At the same time, Iranian security forces were launching unprecedented major exercises throughout Tehran. Over six days, 30,000 officers trained urban scenarios under the banner of ‘Public Security and Tranquility’, reported Shahab News. ‘Quarantine of sensitive and important areas such as the bazaar and banks, 2.5 kilometer long parades in Tehran’s main streets and squares, enhancing security at strategic centers, the swift transfer of forces from other provinces to the capital and the rendering of services to the people in cases of emergency, such as earthquake, were among the goals of this maneuver’, the news agency stated. However, Shahab News rejected claims by ‘some political circles and media’ that the maneuver should be seen in the light of ‘recent changes’ in the command structure of the Security Forces (niru-ye entezâmi); Shahab News also ridiculed reports such as that in Al-Jazeera, which claimed Iran was ‘getting ready for unrest’.

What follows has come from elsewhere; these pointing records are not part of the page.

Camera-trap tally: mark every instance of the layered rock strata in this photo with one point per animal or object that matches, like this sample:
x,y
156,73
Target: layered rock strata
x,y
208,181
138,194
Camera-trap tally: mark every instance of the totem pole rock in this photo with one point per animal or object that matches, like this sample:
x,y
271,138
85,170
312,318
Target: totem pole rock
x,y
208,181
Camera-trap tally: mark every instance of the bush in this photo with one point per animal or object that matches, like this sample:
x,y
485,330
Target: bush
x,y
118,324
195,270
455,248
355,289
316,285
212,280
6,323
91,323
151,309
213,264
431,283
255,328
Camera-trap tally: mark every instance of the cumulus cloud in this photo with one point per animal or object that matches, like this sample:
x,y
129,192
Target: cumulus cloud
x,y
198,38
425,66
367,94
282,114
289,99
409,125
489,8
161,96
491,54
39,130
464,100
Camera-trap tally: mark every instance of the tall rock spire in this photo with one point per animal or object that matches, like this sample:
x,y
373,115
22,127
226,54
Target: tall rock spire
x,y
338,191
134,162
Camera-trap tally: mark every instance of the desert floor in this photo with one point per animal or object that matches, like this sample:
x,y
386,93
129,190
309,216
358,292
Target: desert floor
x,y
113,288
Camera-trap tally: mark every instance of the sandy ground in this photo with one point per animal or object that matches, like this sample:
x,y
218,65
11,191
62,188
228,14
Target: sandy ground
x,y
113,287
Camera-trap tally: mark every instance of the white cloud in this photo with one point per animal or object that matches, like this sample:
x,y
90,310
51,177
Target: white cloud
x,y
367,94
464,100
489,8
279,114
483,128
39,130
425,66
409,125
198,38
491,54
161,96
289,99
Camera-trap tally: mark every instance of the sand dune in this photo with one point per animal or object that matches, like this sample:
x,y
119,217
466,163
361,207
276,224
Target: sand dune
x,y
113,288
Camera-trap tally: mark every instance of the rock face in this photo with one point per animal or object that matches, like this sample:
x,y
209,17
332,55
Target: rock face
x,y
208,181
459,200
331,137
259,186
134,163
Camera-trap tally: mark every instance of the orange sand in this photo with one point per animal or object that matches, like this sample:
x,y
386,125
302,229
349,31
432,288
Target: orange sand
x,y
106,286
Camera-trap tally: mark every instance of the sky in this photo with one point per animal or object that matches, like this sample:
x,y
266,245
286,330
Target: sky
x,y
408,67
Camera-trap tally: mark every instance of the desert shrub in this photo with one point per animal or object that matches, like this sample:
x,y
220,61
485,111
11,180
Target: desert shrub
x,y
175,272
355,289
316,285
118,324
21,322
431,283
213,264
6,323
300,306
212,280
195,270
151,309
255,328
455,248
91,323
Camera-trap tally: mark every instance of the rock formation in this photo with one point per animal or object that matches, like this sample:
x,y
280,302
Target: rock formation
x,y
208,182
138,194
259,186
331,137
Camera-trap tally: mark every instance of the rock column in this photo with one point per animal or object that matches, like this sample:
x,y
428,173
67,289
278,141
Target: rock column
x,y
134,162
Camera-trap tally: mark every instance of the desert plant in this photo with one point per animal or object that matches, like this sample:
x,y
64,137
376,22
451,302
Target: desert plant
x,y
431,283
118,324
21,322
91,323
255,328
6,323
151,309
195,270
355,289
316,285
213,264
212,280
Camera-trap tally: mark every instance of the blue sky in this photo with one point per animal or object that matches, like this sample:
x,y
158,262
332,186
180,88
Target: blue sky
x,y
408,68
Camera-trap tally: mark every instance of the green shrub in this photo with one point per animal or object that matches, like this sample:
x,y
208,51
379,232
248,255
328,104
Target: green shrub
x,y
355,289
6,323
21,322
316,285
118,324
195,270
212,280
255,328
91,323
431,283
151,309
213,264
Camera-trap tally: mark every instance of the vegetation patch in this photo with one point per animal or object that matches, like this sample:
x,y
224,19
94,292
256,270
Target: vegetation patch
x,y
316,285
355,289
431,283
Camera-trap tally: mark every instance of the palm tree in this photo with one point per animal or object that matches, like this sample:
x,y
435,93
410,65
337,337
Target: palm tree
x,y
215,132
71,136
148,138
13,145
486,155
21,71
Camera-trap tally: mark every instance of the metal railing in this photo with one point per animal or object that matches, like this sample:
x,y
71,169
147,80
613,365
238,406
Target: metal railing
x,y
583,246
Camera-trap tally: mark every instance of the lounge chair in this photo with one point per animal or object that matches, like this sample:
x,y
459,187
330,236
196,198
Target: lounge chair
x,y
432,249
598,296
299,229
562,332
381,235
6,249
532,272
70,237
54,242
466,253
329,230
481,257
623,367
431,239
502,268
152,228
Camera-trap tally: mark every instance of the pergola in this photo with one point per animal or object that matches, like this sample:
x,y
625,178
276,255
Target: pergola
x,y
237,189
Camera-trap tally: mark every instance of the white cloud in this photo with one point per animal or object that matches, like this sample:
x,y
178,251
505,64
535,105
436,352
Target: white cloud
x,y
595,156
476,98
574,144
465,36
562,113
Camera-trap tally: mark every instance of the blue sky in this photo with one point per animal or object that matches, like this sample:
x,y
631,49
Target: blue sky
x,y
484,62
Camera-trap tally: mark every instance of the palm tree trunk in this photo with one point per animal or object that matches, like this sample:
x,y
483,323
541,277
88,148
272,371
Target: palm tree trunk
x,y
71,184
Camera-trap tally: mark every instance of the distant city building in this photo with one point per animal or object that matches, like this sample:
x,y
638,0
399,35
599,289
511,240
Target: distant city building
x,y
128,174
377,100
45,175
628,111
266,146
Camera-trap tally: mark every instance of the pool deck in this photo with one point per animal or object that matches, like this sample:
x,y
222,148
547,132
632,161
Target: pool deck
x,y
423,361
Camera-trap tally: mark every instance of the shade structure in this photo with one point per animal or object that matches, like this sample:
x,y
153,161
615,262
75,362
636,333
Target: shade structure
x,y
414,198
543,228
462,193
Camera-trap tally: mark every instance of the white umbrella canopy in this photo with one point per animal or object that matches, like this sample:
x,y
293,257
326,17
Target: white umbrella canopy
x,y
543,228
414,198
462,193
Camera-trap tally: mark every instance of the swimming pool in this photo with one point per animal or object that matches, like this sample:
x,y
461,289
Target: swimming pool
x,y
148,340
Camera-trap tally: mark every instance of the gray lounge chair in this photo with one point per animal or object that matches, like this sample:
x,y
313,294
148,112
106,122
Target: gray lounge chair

Meanwhile, a debate is raging in Iran over the proposed installment of CCTV in certain areas of Tehran. Ahmadinejad has rejected this idea, floated by high-ranking security officers; later, a commander stated that the Security Forces did not intend to ‘control the personal lives of citizens’ and that only limited surveillance was in the planning.

BBC Persian also reported that the much-dreaded Operative Basij Patrols (gasht-e ‘amaliyâti-ye basij) have returned to Tehran after police replaced them in the years after the revolution. The basij, a paramilitary force known for its hard line Islamist ideology, is going to support the police in Tehran. Even though Tehranis have experienced many different kinds of gasht patrols, this is probably going to be one of the toughest when it comes to moral policing. Last but not least, BBC also reported that Tehran’s governor announced the opening of a new Council for Social Security in Tehran to combat crime and unrest.

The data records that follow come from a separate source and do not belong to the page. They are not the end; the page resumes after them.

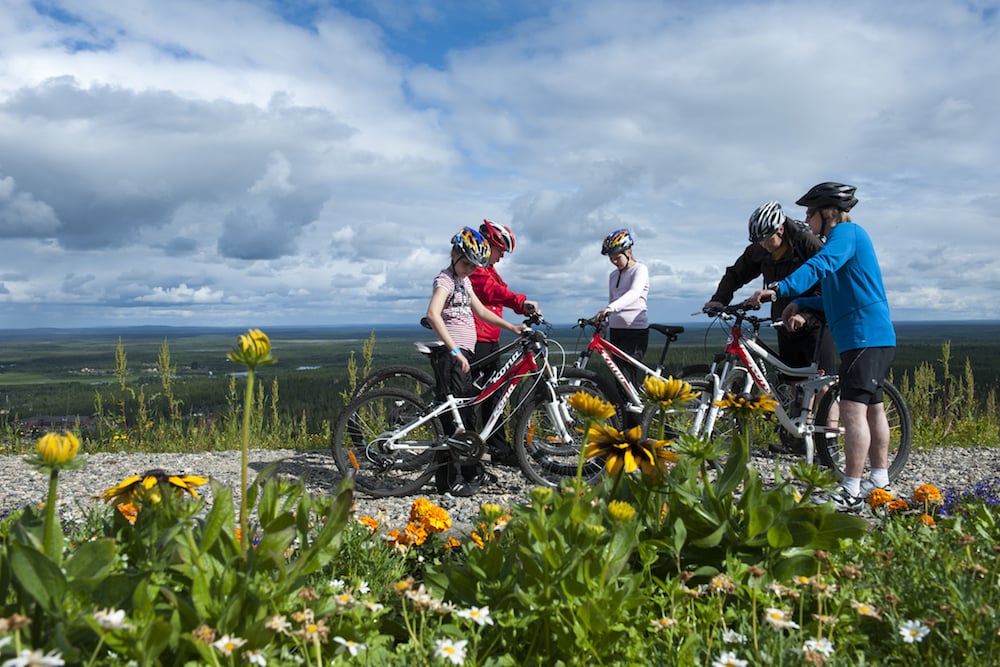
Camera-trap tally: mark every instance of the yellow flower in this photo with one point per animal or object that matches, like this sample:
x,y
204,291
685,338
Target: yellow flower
x,y
626,450
57,449
370,523
750,403
589,406
146,487
927,494
430,516
668,391
620,511
878,497
252,349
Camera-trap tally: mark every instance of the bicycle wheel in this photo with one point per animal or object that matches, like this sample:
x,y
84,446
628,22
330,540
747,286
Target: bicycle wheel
x,y
544,456
409,378
830,443
360,442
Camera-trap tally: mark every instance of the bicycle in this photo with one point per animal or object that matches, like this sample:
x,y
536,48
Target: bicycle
x,y
742,368
629,401
390,438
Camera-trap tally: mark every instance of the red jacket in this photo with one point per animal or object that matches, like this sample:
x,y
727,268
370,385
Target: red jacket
x,y
494,294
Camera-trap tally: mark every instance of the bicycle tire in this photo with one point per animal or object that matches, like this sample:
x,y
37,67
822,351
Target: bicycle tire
x,y
830,445
359,434
545,459
409,378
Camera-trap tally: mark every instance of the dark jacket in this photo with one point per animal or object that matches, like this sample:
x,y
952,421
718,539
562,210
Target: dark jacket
x,y
756,261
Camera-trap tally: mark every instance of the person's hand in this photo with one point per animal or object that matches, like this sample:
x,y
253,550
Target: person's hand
x,y
790,313
760,296
795,322
462,361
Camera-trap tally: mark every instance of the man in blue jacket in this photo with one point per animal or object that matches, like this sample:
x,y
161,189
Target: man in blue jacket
x,y
857,312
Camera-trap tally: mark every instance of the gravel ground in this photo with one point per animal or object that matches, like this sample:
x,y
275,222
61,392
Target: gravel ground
x,y
20,484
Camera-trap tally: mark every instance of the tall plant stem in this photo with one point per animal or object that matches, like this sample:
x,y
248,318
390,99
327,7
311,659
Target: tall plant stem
x,y
244,462
53,531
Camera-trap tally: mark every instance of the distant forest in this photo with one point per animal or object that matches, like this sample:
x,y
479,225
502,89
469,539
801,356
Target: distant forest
x,y
65,372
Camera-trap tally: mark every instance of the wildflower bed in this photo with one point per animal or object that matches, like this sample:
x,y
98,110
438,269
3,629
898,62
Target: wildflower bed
x,y
682,556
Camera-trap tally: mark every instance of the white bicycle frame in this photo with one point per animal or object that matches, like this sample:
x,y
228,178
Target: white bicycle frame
x,y
453,405
635,401
741,355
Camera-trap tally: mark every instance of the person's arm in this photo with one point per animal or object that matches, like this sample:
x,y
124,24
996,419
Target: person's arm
x,y
488,316
746,267
434,309
494,292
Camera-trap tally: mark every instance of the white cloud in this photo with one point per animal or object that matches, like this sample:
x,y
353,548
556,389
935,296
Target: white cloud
x,y
320,166
181,294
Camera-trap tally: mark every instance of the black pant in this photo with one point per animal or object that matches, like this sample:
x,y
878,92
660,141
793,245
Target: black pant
x,y
497,440
633,342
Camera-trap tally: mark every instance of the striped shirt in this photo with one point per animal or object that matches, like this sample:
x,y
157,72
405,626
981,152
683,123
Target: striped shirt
x,y
457,311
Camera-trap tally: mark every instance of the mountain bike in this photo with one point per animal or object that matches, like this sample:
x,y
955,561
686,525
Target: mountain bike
x,y
391,439
807,409
628,399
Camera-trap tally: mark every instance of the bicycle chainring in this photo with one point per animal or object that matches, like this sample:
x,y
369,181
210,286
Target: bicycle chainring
x,y
467,446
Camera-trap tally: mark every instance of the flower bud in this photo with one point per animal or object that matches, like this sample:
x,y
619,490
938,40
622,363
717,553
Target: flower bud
x,y
58,449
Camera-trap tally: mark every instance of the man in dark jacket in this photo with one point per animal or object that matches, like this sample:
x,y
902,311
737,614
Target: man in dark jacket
x,y
778,246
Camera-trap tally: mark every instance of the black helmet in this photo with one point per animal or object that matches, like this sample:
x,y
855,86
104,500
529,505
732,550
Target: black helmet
x,y
827,195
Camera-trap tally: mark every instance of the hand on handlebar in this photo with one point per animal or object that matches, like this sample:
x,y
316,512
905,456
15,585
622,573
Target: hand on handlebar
x,y
760,296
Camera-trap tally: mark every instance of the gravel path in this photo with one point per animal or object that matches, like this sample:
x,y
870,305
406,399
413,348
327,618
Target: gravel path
x,y
20,484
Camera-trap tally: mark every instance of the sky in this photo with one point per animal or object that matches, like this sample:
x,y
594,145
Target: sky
x,y
255,163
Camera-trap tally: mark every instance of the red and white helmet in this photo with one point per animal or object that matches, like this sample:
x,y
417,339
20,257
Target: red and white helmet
x,y
498,235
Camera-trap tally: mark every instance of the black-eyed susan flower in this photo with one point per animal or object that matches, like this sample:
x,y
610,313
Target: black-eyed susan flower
x,y
589,406
625,450
146,486
747,402
252,349
669,391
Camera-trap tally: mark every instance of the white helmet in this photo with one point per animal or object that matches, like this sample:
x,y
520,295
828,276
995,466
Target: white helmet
x,y
765,221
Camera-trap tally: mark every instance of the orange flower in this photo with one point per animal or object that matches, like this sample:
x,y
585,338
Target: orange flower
x,y
433,518
927,494
878,497
129,511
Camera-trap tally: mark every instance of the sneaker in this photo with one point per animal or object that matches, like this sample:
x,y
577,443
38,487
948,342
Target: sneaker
x,y
867,486
845,502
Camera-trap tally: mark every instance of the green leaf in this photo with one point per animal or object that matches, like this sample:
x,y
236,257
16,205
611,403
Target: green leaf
x,y
90,563
40,578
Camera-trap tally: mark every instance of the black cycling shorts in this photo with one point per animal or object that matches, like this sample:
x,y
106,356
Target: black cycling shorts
x,y
862,373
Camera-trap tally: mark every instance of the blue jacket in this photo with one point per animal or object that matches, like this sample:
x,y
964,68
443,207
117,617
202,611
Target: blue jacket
x,y
853,299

In the view of Ahmad Zeidabadi – an experienced Iranian journalist now working for the BBC – there can be a positive and a negative interpretation of all these measures: the positive being that ‘social insecurity’ (that is, crime) has reached a point in Tehran, where such measures are indeed necessary; the negative of course being that the state apparatus seeks to frighten and harass the population, and prevent riots and uprisings – such as those one might expect to occur on the background of constantly rising food prices, inflation and unemployment.

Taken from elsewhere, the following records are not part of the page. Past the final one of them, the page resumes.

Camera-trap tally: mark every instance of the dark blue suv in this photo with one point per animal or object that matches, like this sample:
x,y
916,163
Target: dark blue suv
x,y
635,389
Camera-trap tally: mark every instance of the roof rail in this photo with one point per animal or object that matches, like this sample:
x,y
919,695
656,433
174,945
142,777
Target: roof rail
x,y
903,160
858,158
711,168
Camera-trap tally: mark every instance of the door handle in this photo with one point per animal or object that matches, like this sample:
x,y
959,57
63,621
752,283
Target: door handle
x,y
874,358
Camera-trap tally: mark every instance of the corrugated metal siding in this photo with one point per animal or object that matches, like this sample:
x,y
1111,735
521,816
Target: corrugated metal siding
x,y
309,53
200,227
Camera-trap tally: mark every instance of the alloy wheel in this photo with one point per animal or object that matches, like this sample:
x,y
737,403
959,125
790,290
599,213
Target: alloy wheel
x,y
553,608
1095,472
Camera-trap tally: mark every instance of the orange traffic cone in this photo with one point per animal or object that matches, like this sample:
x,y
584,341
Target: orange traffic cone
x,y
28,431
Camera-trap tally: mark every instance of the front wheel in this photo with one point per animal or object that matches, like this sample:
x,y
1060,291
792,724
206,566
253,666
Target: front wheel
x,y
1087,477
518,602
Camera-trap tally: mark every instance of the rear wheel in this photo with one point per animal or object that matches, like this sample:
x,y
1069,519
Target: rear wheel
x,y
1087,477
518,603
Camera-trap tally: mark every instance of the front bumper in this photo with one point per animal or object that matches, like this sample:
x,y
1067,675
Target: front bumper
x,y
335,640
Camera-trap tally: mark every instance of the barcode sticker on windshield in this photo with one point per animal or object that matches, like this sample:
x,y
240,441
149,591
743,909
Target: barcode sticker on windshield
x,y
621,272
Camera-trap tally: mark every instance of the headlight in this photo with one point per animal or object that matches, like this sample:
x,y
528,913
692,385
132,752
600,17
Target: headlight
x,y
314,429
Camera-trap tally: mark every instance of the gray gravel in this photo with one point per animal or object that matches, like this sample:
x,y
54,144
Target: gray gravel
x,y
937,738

Zeidabadi also pointed out Ahmadinejad’s opposition to the installment of CCTV in Tehran, which seems, to Zeidabadi, ‘mysterious’. Indeed, how come Ahmadinejad has blamed the security forces for creating a bad atmosphere of policing in the capital? Here, Zeidabadi states two possible interpretations: either Ahmadinejad was unaware of the security measures and now feels sidelined (thus maybe showing that the President will not be supported by the security apparatus in the upcoming elections); or that Ahmadinejad pretends he was unaware of the measures in order to paint a portrait of himself as a ‘moderate’ in the public mind (and thus attracting voters). Finally, Zeidabadi also mentioned that some analysts see these measures as part of a preparation for US attacks during the last months of Bush’s presidency.